Entenda a decisão e os novos limites
A determinação, que contou com os votos favoráveis dos ministros Flávio Dino, Alexandre de Moraes, Gilmar Mendes, Cristiano Zanin, Edson Fachin e Cármen Lúcia, estabelece que o Conselho Nacional de Justiça (CNJ) tem um prazo de 30 dias para listar as verbas que eram pagas anteriormente. O objetivo é ajustar os pagamentos à nova interpretação do tribunal.

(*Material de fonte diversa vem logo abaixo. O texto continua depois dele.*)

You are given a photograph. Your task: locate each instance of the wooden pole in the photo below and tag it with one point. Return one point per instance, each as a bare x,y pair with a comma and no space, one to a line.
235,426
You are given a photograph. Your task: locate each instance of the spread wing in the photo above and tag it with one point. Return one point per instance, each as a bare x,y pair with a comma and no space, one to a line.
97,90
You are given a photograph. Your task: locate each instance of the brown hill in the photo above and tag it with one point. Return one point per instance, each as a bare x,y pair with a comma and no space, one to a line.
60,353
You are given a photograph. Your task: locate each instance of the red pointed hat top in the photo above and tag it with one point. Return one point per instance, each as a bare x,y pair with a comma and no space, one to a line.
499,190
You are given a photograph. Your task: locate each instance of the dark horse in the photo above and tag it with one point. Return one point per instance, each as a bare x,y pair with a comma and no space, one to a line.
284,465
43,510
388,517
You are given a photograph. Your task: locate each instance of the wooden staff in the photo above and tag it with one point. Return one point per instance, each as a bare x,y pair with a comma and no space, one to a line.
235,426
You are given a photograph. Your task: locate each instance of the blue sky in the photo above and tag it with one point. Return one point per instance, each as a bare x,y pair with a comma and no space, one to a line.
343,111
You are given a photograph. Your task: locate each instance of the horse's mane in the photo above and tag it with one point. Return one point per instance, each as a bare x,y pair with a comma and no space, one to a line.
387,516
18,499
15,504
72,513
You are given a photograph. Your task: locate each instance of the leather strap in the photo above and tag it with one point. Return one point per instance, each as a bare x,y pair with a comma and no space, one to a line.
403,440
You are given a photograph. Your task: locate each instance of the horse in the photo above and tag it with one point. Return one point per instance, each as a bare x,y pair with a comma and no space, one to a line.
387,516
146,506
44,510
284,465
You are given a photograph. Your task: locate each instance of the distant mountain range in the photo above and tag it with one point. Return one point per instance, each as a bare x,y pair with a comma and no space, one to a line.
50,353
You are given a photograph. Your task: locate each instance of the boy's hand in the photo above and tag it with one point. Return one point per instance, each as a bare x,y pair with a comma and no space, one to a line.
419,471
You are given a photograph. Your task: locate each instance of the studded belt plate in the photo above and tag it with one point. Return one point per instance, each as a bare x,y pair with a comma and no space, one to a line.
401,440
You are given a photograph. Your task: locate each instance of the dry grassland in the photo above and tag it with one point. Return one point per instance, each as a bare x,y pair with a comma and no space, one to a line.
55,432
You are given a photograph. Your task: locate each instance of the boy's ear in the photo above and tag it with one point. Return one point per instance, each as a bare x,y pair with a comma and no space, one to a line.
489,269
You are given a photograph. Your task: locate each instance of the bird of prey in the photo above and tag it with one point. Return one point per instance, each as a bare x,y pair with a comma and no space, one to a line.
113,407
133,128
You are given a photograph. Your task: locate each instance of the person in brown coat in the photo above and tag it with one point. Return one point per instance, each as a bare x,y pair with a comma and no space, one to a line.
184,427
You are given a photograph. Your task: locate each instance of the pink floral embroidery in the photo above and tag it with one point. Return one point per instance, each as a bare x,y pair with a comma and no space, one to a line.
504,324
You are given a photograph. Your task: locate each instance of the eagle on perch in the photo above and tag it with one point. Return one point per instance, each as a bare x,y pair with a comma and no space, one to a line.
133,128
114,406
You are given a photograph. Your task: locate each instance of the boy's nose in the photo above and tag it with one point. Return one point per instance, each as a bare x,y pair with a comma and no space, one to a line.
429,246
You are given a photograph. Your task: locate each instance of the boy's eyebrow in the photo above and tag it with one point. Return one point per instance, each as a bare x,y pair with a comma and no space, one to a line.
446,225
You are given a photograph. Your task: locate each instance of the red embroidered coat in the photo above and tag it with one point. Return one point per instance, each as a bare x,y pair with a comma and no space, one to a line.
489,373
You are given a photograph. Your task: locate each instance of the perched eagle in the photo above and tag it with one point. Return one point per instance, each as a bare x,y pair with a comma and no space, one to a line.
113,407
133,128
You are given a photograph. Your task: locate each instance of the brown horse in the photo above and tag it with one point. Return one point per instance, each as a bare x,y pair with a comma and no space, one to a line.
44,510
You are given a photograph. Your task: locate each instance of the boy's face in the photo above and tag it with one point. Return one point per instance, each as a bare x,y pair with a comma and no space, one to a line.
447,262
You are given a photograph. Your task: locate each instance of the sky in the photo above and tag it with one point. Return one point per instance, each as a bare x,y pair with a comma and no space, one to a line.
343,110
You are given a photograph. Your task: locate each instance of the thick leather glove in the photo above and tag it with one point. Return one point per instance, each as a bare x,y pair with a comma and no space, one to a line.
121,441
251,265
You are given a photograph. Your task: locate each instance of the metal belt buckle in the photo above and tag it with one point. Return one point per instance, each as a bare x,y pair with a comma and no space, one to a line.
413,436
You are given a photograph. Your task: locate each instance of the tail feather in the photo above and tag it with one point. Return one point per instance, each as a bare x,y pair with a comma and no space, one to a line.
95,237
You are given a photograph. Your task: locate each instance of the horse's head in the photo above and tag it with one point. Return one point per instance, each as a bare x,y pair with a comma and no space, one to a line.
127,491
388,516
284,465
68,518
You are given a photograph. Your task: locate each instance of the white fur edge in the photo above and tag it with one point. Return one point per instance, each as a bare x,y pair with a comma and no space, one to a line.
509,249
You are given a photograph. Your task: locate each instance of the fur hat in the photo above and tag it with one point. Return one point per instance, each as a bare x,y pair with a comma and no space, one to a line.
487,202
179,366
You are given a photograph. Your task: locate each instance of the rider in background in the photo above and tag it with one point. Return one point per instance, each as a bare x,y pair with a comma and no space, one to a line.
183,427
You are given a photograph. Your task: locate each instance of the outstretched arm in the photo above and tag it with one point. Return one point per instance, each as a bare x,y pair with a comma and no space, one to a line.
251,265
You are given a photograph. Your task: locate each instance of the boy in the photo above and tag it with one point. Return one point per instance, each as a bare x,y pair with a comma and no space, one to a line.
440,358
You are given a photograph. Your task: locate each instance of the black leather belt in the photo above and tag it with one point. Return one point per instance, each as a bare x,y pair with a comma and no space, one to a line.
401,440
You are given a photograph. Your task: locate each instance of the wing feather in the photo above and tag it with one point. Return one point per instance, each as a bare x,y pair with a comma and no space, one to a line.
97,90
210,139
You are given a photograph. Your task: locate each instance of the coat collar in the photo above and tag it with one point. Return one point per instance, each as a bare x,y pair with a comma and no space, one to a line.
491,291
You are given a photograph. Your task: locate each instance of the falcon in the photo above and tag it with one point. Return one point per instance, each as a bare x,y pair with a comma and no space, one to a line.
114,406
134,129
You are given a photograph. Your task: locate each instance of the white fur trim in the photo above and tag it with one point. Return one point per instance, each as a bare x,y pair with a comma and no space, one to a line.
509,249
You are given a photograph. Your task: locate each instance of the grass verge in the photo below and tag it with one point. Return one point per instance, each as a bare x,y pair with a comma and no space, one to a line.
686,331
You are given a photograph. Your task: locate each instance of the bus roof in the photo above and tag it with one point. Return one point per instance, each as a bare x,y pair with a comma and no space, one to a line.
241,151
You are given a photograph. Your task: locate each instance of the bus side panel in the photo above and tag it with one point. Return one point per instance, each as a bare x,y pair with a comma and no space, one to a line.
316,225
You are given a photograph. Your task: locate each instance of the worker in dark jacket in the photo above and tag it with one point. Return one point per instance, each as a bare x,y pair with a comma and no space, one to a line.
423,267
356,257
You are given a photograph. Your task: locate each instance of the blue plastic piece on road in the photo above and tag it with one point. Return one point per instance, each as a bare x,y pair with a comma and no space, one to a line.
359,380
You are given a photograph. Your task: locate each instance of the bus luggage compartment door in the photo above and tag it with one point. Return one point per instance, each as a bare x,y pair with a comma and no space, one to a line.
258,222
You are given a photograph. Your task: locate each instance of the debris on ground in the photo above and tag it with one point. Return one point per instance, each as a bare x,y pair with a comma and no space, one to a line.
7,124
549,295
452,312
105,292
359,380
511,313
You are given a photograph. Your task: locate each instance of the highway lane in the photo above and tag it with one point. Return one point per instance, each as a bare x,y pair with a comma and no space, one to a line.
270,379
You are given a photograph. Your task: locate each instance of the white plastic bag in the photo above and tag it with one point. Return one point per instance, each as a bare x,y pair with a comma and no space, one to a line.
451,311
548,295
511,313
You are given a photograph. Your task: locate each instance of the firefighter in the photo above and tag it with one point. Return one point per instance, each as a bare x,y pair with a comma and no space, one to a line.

Vale lembrar que, em março, o STF definiu que indenizações e auxílios devem ser limitados a 35% do salário base dos magistrados. Com essa regra, somando o teto constitucional de R$ 46,3 mil aos benefícios, a remuneração mensal poderá atingir cerca de R$ 62,5 mil. Enquanto a maioria votou pela limitação, uma ala composta pelos ministros Luiz Fux, André Mendonça, Dias Toffoli e Nunes Marques defendeu a liberação total dos pagamentos sem restrições.